> this is aimed primarily at engineers who don't have ML expertise: someone who understands the business context, knows how to build data processing pipelines and web services, but might not know how to build the models.
I respect software engineers a lot, however ANYONE who "doesn't know how to build models" also doesn't know what data leakage is, how to evaluate a model more deeply than simple metrics/loss, and can easily trick themselves into building a "great" model that ends up falling on its face in prod. So apologies if I'm highly skeptical of the admittedly very very cool thing you have built. I'd love to hear your thoughts.
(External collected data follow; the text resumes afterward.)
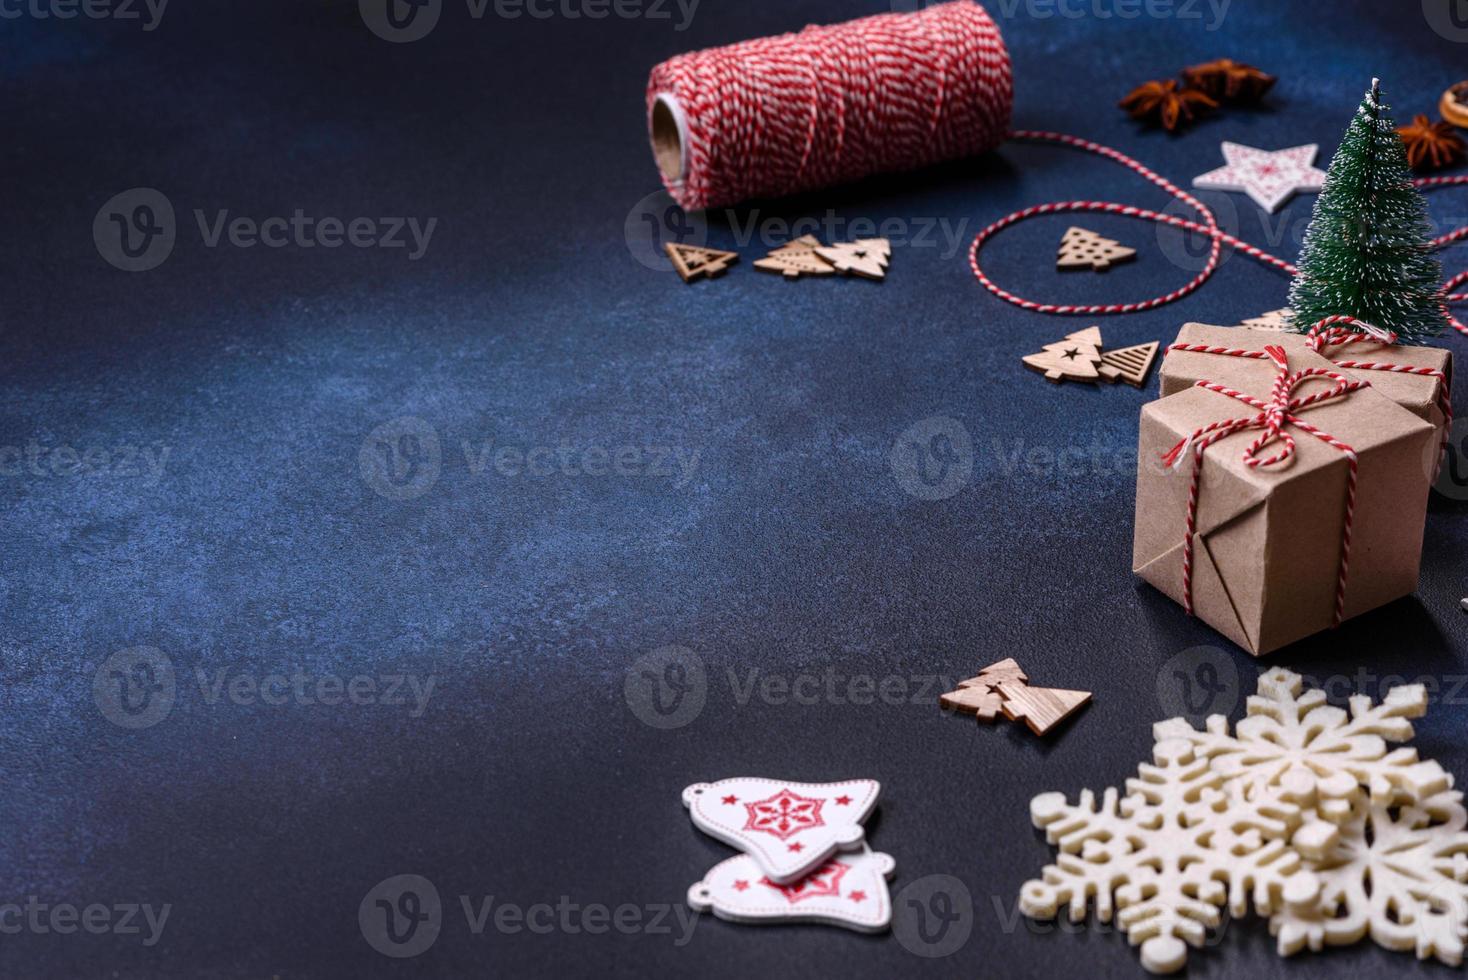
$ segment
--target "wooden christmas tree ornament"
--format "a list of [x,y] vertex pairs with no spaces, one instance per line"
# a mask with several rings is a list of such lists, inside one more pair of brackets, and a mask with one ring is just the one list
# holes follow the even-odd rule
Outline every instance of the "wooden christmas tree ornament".
[[975,715],[979,721],[992,722],[999,717],[1002,699],[995,688],[1007,682],[1023,684],[1028,678],[1014,660],[1001,660],[979,671],[979,676],[958,682],[958,690],[949,691],[938,698],[938,703],[949,711]]
[[1045,735],[1091,700],[1090,691],[1064,691],[1054,687],[1030,687],[1015,681],[999,685],[1001,710],[1010,721],[1024,719],[1030,731]]
[[1045,375],[1046,381],[1088,381],[1101,377],[1101,328],[1087,327],[1065,340],[1046,344],[1038,354],[1023,358],[1025,367]]
[[722,275],[728,271],[729,266],[739,261],[738,252],[724,252],[717,248],[705,248],[701,245],[680,245],[677,242],[667,242],[663,250],[668,253],[673,268],[678,270],[678,275],[683,277],[684,282],[692,282],[699,276]]
[[1136,257],[1137,250],[1127,248],[1121,242],[1103,238],[1084,228],[1071,228],[1060,240],[1055,267],[1061,270],[1094,269],[1096,272],[1105,272],[1119,262],[1129,262]]
[[814,235],[801,235],[756,260],[754,267],[762,272],[777,272],[787,279],[833,275],[836,267],[816,254],[820,247],[821,242]]
[[887,260],[892,257],[892,243],[885,238],[858,238],[854,242],[822,245],[815,251],[838,272],[867,279],[885,279]]
[[1044,735],[1090,700],[1090,691],[1030,687],[1025,672],[1010,658],[990,664],[977,677],[959,681],[958,689],[941,695],[938,703],[985,722],[1002,713],[1010,721],[1023,720],[1036,735]]
[[1134,388],[1142,387],[1147,381],[1147,372],[1152,370],[1152,362],[1157,360],[1157,348],[1160,346],[1154,340],[1149,344],[1103,351],[1101,377],[1112,384],[1125,381]]
[[1271,310],[1268,313],[1261,313],[1256,317],[1251,317],[1239,324],[1239,326],[1248,327],[1250,330],[1272,330],[1275,333],[1288,333],[1292,329],[1290,326],[1291,316],[1293,314],[1290,312],[1289,307],[1285,307],[1282,310]]

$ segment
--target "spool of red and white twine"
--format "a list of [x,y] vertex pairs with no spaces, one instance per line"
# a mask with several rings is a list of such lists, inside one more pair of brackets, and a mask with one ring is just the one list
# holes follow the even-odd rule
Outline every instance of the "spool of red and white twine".
[[971,0],[681,54],[647,85],[658,169],[688,211],[987,152],[1013,101],[1004,39]]
[[[1100,316],[1150,310],[1182,299],[1218,270],[1223,246],[1286,275],[1295,266],[1223,231],[1197,197],[1144,164],[1065,133],[1009,130],[1013,71],[999,28],[972,0],[883,14],[795,34],[678,55],[652,71],[647,86],[653,154],[668,193],[685,210],[722,207],[829,187],[872,174],[909,170],[984,153],[1006,140],[1053,143],[1119,163],[1182,203],[1195,219],[1110,201],[1057,201],[1006,215],[969,249],[974,276],[995,296],[1039,313]],[[1468,184],[1468,176],[1420,178],[1423,190]],[[1155,221],[1210,239],[1208,259],[1190,281],[1149,299],[1120,303],[1046,303],[994,282],[979,253],[1011,225],[1077,211]],[[1433,241],[1445,248],[1468,226]],[[1443,287],[1445,303],[1468,271]],[[1456,317],[1449,321],[1468,334]]]

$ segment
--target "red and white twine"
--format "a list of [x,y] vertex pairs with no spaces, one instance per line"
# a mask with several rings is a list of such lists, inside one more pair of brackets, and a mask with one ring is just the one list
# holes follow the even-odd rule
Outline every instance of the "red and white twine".
[[[1332,347],[1343,347],[1357,343],[1373,343],[1390,346],[1396,343],[1396,335],[1390,331],[1381,330],[1367,323],[1362,323],[1355,317],[1333,316],[1321,320],[1311,328],[1309,334],[1310,349],[1324,356]],[[1341,557],[1336,572],[1335,611],[1332,625],[1340,625],[1345,618],[1346,612],[1346,581],[1350,576],[1351,569],[1351,529],[1356,517],[1356,475],[1358,459],[1356,450],[1348,443],[1342,442],[1335,436],[1318,428],[1300,418],[1300,412],[1322,402],[1344,398],[1353,391],[1368,387],[1370,382],[1348,378],[1343,374],[1324,367],[1302,368],[1291,371],[1289,359],[1284,348],[1277,345],[1266,346],[1264,350],[1248,350],[1240,347],[1220,347],[1212,344],[1173,344],[1167,348],[1168,353],[1173,351],[1187,351],[1195,354],[1214,354],[1221,357],[1245,357],[1259,360],[1269,360],[1276,368],[1274,385],[1270,391],[1269,401],[1261,401],[1240,391],[1235,391],[1226,385],[1214,381],[1198,381],[1195,387],[1206,391],[1217,392],[1229,398],[1241,401],[1251,408],[1258,409],[1255,415],[1240,418],[1225,419],[1220,422],[1212,422],[1194,430],[1181,439],[1177,445],[1163,454],[1162,460],[1170,467],[1180,466],[1183,460],[1191,455],[1193,458],[1192,478],[1188,484],[1188,511],[1185,528],[1186,537],[1183,540],[1183,608],[1188,615],[1193,613],[1193,539],[1198,530],[1198,489],[1203,472],[1203,453],[1209,446],[1227,438],[1237,432],[1250,429],[1259,429],[1260,434],[1244,450],[1244,464],[1249,467],[1267,467],[1289,461],[1295,454],[1295,440],[1290,434],[1289,428],[1293,426],[1301,432],[1306,432],[1319,439],[1326,445],[1338,449],[1346,458],[1346,500],[1345,512],[1341,523]],[[1333,366],[1341,370],[1357,371],[1391,371],[1401,374],[1414,374],[1424,377],[1435,378],[1438,381],[1438,405],[1445,418],[1443,431],[1446,432],[1452,425],[1452,405],[1448,395],[1447,376],[1437,368],[1418,367],[1408,364],[1389,364],[1377,361],[1335,361]],[[1333,382],[1330,387],[1316,391],[1310,395],[1296,395],[1296,390],[1311,380]],[[1279,443],[1279,450],[1271,456],[1259,458],[1259,453],[1274,442]],[[1445,443],[1444,443],[1445,444]]]
[[969,0],[678,55],[652,70],[651,118],[686,120],[685,210],[829,187],[992,150],[1009,131],[1009,52]]
[[[1119,163],[1134,171],[1142,178],[1156,184],[1178,201],[1191,208],[1198,215],[1198,220],[1190,221],[1187,218],[1180,218],[1177,215],[1163,214],[1159,211],[1149,211],[1146,208],[1134,207],[1130,204],[1116,204],[1110,201],[1058,201],[1052,204],[1038,204],[1034,207],[1025,208],[1024,210],[1006,215],[975,235],[973,244],[969,246],[969,266],[973,269],[974,276],[983,284],[985,289],[1006,302],[1013,303],[1015,306],[1023,307],[1027,310],[1034,310],[1037,313],[1078,315],[1136,313],[1140,310],[1155,309],[1156,307],[1165,306],[1175,300],[1182,299],[1212,278],[1213,273],[1218,271],[1218,264],[1222,258],[1221,253],[1224,245],[1243,252],[1250,258],[1256,259],[1265,265],[1272,266],[1286,275],[1293,276],[1298,271],[1293,264],[1286,262],[1284,259],[1271,255],[1263,249],[1250,245],[1243,239],[1230,235],[1221,229],[1218,226],[1218,219],[1206,204],[1178,187],[1166,177],[1163,177],[1140,161],[1127,156],[1120,150],[1112,149],[1109,146],[1091,140],[1081,139],[1078,136],[1039,130],[1016,130],[1010,134],[1009,138],[1026,142],[1059,143],[1062,146],[1084,150]],[[1432,190],[1439,187],[1454,187],[1468,184],[1468,175],[1422,177],[1414,180],[1412,183],[1423,190]],[[1095,211],[1103,214],[1119,214],[1128,218],[1155,221],[1159,224],[1171,225],[1183,231],[1203,235],[1210,239],[1208,259],[1204,262],[1202,270],[1196,276],[1172,292],[1151,299],[1138,300],[1130,303],[1040,303],[1010,292],[990,279],[984,272],[983,267],[979,264],[979,251],[996,234],[1008,228],[1010,225],[1024,221],[1026,218],[1033,218],[1042,214],[1064,214],[1072,211]],[[1446,248],[1448,245],[1465,238],[1468,238],[1468,225],[1454,229],[1446,235],[1441,235],[1433,239],[1431,245],[1434,249]],[[1468,282],[1468,271],[1461,272],[1450,278],[1443,287],[1444,301],[1456,303],[1468,300],[1468,293],[1454,292],[1455,289],[1465,282]],[[1468,334],[1468,326],[1465,326],[1457,317],[1450,313],[1448,320],[1458,332]]]
[[[1327,446],[1340,450],[1346,458],[1346,505],[1341,528],[1341,558],[1336,574],[1335,613],[1332,620],[1333,624],[1338,625],[1345,617],[1346,579],[1350,574],[1351,566],[1351,528],[1356,517],[1358,466],[1356,450],[1352,449],[1348,443],[1342,442],[1330,433],[1300,418],[1299,413],[1312,405],[1344,398],[1353,391],[1367,387],[1368,382],[1352,380],[1343,374],[1323,367],[1291,371],[1284,348],[1275,345],[1267,346],[1262,351],[1222,349],[1207,344],[1173,344],[1168,348],[1169,352],[1175,350],[1199,354],[1219,354],[1226,357],[1268,359],[1278,370],[1267,402],[1217,382],[1197,382],[1197,387],[1241,401],[1250,408],[1258,409],[1258,414],[1205,425],[1179,441],[1162,457],[1163,462],[1171,467],[1181,465],[1183,459],[1189,454],[1193,458],[1192,480],[1188,484],[1187,536],[1183,539],[1183,608],[1187,610],[1188,615],[1192,615],[1193,539],[1198,530],[1198,487],[1203,473],[1204,451],[1220,439],[1225,439],[1236,432],[1259,429],[1261,431],[1258,437],[1244,450],[1244,464],[1249,467],[1274,466],[1287,462],[1295,455],[1295,440],[1288,430],[1289,426],[1293,426],[1302,432],[1309,433]],[[1315,379],[1330,381],[1333,384],[1314,394],[1295,395],[1297,388]],[[1279,443],[1279,450],[1271,456],[1260,459],[1259,453],[1266,446],[1275,442]]]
I think you're probably right. As an example of this challenge, I've noticed that engineers who don't have a background in ML often lack the "mental models" to understand how to think about testing ML models (i.e. statistical testing as opposed to the kind of pass/fail test cases that are used to test code).
The way I look at this is that plexe can be useful even if it doesn't solve this fundamental problem. When a team doesn't have ML expertise, their choices are A) don't use ML B) acquire ML expertise C) use ChatGPT as your predictor. Option C suffers of the same problem you mentioned, in addition to latency/scalability/cost and the model not being trained on your data etc. So something like Plexe could be an improvement on option C by at least addressing the latter pain points.
Plus: we can keep throwing more compute at the agentic model building process, doing more analysis, more planning, more evaluation, more testing, etc. It still won't solve the problem you bring up, but hopefully it gets us closer to the point of "good enough to not matter" :)
Would love to hear your thoughts on this.